A reforma tributária, ainda em fase de implementação, já pressiona escritórios de contabilidade em todo o país. Levantamento da Sondagem Omie do Setor Contábil, em parceria com Fenacon, Sescon-SP, Sescon-MG, Sescon-RS e CRCMG, indica que 68% dos contadores foram procurados por clientes para discutir impactos das novas regras. Mesmo assim, 56% dos profissionais seguem apenas se atualizando, sem um plano de ação definido para atender às futuras obrigações do IBS e da CBS.
Clientes recorrem aos escritórios antes mesmo das mudanças entrarem em vigor
O estudo ouviu 633 empresários contábeis de todas as regiões e mostra que a reforma tributária deixou de ser um debate restrito ao Congresso. Com dúvidas sobre emissão de documentos fiscais, formação de preços e enquadramento tributário, empresas já exigem orientação prática. Isso transformou o tema em serviço urgente para a maior parte dos escritórios.
Atualização técnica avança, mas estratégia interna ainda é falha
Segundo a sondagem, 56% dos contadores concentram os esforços em cursos, notícias e materiais especializados.

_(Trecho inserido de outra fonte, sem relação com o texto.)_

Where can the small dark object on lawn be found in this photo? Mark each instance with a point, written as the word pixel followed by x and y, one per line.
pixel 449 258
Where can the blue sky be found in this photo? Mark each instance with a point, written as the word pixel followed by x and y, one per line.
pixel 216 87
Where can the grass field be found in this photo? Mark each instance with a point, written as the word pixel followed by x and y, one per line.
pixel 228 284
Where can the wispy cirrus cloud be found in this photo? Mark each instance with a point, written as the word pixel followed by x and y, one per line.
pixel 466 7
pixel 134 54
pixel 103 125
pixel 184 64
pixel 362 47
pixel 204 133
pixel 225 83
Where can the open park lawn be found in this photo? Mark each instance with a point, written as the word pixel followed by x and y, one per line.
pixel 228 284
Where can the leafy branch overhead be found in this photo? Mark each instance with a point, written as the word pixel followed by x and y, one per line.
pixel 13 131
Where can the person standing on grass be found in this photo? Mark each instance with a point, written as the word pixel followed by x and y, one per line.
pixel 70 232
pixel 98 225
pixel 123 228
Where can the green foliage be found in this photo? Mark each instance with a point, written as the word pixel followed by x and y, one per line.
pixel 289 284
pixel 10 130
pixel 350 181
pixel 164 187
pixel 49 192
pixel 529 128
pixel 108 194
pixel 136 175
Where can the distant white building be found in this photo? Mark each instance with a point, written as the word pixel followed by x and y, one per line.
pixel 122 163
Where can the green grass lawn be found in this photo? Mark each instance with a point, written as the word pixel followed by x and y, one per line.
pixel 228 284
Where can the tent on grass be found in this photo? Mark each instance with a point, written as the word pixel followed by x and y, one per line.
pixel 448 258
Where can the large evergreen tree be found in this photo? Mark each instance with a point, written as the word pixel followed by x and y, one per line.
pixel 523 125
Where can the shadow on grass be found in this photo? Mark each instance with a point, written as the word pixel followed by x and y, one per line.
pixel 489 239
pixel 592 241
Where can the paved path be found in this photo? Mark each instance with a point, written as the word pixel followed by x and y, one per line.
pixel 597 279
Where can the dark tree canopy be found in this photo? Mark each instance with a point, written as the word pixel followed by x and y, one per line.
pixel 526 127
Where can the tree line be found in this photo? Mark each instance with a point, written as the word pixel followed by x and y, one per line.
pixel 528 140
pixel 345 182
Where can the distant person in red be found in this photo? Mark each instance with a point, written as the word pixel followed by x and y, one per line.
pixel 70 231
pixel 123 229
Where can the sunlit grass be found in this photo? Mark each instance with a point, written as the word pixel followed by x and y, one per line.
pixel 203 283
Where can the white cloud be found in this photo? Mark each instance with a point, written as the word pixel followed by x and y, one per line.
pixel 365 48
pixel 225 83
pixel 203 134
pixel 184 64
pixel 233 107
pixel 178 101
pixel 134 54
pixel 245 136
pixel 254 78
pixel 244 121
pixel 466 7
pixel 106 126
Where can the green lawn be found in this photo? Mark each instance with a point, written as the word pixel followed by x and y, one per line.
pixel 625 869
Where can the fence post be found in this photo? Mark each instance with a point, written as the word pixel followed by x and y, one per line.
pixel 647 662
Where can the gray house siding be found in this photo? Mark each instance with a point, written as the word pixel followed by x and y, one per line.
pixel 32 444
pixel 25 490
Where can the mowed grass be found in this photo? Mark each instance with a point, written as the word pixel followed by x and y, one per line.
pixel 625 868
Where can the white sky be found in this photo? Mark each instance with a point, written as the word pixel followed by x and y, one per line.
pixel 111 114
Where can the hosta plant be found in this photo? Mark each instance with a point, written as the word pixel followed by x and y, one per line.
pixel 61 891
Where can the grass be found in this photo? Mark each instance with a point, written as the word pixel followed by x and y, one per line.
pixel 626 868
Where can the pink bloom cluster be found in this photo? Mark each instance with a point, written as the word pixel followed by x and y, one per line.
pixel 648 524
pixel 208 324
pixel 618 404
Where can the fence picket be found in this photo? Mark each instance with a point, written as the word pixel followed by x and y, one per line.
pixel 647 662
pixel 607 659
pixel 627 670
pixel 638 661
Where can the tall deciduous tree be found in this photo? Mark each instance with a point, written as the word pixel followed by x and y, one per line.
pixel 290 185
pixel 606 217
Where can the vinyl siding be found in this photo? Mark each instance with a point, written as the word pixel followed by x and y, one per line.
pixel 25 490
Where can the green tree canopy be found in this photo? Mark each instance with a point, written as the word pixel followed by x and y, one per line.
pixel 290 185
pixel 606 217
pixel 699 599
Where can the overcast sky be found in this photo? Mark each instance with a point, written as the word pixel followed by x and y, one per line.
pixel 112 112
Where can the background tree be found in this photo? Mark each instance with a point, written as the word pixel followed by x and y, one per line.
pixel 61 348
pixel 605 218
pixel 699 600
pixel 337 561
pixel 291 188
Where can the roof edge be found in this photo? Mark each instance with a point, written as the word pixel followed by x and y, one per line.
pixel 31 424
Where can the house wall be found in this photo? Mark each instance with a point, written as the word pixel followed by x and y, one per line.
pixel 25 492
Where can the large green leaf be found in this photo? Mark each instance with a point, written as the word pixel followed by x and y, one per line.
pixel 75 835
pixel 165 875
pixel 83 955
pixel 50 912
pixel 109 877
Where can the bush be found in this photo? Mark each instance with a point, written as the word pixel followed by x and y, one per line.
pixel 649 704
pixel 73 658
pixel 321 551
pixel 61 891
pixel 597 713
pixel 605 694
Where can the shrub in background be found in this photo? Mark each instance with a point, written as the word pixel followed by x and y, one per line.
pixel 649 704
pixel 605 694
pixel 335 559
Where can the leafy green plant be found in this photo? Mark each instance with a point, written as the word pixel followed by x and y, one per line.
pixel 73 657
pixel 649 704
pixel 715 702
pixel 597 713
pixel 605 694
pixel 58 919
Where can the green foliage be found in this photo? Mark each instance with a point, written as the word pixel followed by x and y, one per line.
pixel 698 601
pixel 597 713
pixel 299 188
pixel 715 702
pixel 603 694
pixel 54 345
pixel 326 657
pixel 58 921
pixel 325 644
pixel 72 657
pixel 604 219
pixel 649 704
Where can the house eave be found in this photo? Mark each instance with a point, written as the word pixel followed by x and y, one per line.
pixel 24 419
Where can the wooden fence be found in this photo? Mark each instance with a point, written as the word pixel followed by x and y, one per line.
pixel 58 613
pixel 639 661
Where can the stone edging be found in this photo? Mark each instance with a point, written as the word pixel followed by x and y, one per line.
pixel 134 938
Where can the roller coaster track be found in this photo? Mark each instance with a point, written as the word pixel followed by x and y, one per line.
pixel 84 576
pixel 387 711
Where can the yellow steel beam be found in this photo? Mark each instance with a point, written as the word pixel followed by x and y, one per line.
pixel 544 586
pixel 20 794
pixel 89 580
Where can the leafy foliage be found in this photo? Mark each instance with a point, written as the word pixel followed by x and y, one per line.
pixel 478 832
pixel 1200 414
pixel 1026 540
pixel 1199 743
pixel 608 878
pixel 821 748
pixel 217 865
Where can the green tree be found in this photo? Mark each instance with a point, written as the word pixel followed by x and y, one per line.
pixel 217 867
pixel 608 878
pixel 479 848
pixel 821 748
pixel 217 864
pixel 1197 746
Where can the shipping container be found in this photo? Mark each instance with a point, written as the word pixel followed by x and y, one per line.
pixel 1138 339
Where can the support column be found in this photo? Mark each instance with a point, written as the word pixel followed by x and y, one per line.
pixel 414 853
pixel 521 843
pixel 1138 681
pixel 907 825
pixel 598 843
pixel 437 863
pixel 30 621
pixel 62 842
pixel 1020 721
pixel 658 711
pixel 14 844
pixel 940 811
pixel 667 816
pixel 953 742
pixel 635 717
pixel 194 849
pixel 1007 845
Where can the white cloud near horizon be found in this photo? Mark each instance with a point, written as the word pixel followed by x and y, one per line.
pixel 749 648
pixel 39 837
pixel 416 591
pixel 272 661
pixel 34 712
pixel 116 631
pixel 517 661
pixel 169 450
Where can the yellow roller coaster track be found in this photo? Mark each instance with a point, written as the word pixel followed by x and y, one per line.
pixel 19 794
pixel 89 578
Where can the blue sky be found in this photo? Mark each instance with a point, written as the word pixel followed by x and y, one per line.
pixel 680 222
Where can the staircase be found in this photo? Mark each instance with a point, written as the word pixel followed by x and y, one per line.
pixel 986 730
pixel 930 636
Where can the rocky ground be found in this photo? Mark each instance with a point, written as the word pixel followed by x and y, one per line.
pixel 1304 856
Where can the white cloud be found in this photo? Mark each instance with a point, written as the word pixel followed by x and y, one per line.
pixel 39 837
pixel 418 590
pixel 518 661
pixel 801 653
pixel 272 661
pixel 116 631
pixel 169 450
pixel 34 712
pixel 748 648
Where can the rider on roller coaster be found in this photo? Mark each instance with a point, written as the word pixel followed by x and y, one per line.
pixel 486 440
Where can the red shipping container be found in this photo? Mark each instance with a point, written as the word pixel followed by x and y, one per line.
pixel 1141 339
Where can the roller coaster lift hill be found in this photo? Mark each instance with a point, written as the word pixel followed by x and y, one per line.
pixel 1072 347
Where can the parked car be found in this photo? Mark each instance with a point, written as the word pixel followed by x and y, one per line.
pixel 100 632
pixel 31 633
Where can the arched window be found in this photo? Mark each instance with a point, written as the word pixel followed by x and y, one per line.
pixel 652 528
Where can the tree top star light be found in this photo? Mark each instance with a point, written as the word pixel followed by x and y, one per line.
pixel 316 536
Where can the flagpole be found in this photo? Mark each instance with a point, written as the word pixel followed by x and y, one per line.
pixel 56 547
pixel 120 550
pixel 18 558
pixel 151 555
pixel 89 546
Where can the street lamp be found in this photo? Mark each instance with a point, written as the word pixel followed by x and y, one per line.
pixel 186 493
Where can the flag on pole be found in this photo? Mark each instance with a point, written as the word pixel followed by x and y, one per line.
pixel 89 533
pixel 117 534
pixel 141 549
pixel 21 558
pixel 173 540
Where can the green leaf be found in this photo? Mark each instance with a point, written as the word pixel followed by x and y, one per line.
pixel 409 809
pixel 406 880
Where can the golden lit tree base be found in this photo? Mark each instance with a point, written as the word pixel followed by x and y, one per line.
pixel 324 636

Até o momento, esse conhecimento não se converteu em processos internos robustos nem em guias de transição que detalhem as exigências do novo sistema. A falta de um roteiro claro pode ampliar riscos de não conformidade quando as regras passarem a valer.
Contabilidade consultiva ganha força com a reforma
Além das adaptações operacionais, o levantamento reforça uma tendência crescente: escritórios são convocados a oferecer um atendimento mais consultivo. Revisão de cadastros fiscais, classificação de produtos, parametrização de sistemas e planejamento financeiro agora fazem parte do escopo esperado pelos clientes. Essa expansão de demanda pode gerar novas fontes de receita aos escritórios que se posicionarem de forma proativa.
Tecnologia surge como aliada no processo de transição
A pesquisa também avaliou a percepção sobre ferramentas de gestão. O uso de soluções digitais para cálculos, emissão de notas e revisão fiscal tende a ganhar protagonismo, alinhado à agenda de digitalização do fisco. Iniciativas como o Portal da Receita Federal ilustram a crescente integração de dados e sistemas governamentais, pressionando empresas a manter ambientes tecnológicos atualizados.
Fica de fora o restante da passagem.